An interesting issue I picked up on: The school is trying to figure out how to come to grips with student blogs. Apparently there was a recent chapel talk in which the students were flat-out discouraged from blogging. I'll need to find out if that was really the case, or whether the message was the one I would convey: look out - once you've got a public blog, you're living in the real world; at the same time, if you do it right, you've got the power to change your organization for the better.
My main reaction to the school's co-ed-ness this time around: it's a little more civilized, a little less feral. It was good to see some old friends among the faculty and staff and to make some new ones. One more thing: Ann Marshall rocks.
May 08, 2005
Occidental Tourists
Mags and I spent the anniversary weekend at the Inn at Occidental. Yow. that was nice. Dreary weather, which was perfect. When we went outside, we found great victuals at River's End (Elk steak!) and Dry Creek Kitchen Thanks, Mike and El!
May 05, 2005
El Tigre
Installed Mac OSX Tiger last night. Some minor snafus, but all in all a pretty cool set of improvements. All the old things still work (had to re-install printer driver and Firefox) and the new search system, spotlight, is nice, as are the widgets; I'm writing this here entry on a widget now.
May 04, 2005
Guillermo Gómez Peña
Fascinating site: La Pocha Nostra. Guillermo Gómez Peña is a MacArthur fellow who I read about because, well, because the NTSA confiscated someone's sombrero and sold it on eBay. Peña said in a piece he did on NPR that part of his strategy when travelling in the hyper-paranoid post-9/11 era has been to suit up to match various stereotypes that his looks evoke. Some of those get-ups include a sombrero.
April 29, 2005
WFMU: the funnest sounds in the world
This is fricking cool. G. W. Bush remixed to rap vocals on a Wild Side/Imagine mashup. Hah!
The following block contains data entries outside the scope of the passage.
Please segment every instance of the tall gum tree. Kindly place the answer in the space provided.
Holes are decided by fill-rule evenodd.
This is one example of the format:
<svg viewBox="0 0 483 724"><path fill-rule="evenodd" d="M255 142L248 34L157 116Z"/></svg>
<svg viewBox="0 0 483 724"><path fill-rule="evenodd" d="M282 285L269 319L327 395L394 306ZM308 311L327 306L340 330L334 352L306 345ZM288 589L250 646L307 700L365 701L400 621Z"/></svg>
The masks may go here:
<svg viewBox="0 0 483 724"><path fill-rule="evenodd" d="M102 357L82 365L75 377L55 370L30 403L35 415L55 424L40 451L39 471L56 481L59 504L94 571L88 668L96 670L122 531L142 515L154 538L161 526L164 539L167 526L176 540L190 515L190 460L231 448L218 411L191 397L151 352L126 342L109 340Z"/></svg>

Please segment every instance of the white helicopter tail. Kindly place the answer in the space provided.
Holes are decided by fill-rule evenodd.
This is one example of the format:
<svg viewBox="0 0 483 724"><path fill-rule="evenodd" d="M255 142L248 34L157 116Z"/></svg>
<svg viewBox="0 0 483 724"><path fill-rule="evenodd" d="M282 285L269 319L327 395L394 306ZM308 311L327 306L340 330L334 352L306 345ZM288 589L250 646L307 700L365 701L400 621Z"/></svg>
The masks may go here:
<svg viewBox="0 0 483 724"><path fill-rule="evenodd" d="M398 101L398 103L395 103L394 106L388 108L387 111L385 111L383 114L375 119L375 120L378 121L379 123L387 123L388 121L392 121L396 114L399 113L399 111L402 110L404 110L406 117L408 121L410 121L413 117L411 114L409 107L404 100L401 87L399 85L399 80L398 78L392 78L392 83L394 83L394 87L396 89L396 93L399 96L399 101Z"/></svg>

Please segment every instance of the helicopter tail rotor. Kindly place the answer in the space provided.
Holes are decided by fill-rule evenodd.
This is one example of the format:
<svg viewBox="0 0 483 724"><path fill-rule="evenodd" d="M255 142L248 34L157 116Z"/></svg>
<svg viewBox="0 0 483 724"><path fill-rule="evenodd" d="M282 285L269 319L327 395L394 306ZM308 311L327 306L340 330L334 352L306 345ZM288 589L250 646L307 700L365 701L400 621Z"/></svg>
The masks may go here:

In fact, there's a treasure trove of crazy little audio tracks over there at wfmu.org, like this profane Madonna remix and this gem featuring Johnny Cash singing in German.
Don't miss this amazing whistle-fest, which sounds like our own Deter on a really, really good morning.
Oh yeah, here's the trove itself.
p.s. in case you've been hankering for a little Nazi propaganda delivered in the form of swing music, feast your ironies on this.
April 19, 2005
no, really - I mean it this time
I'm getting serious - seriously - about the training, again, at last. Pending communication from Gil, I'm heading down to LA for a couple of days of training with the hops sensei himself.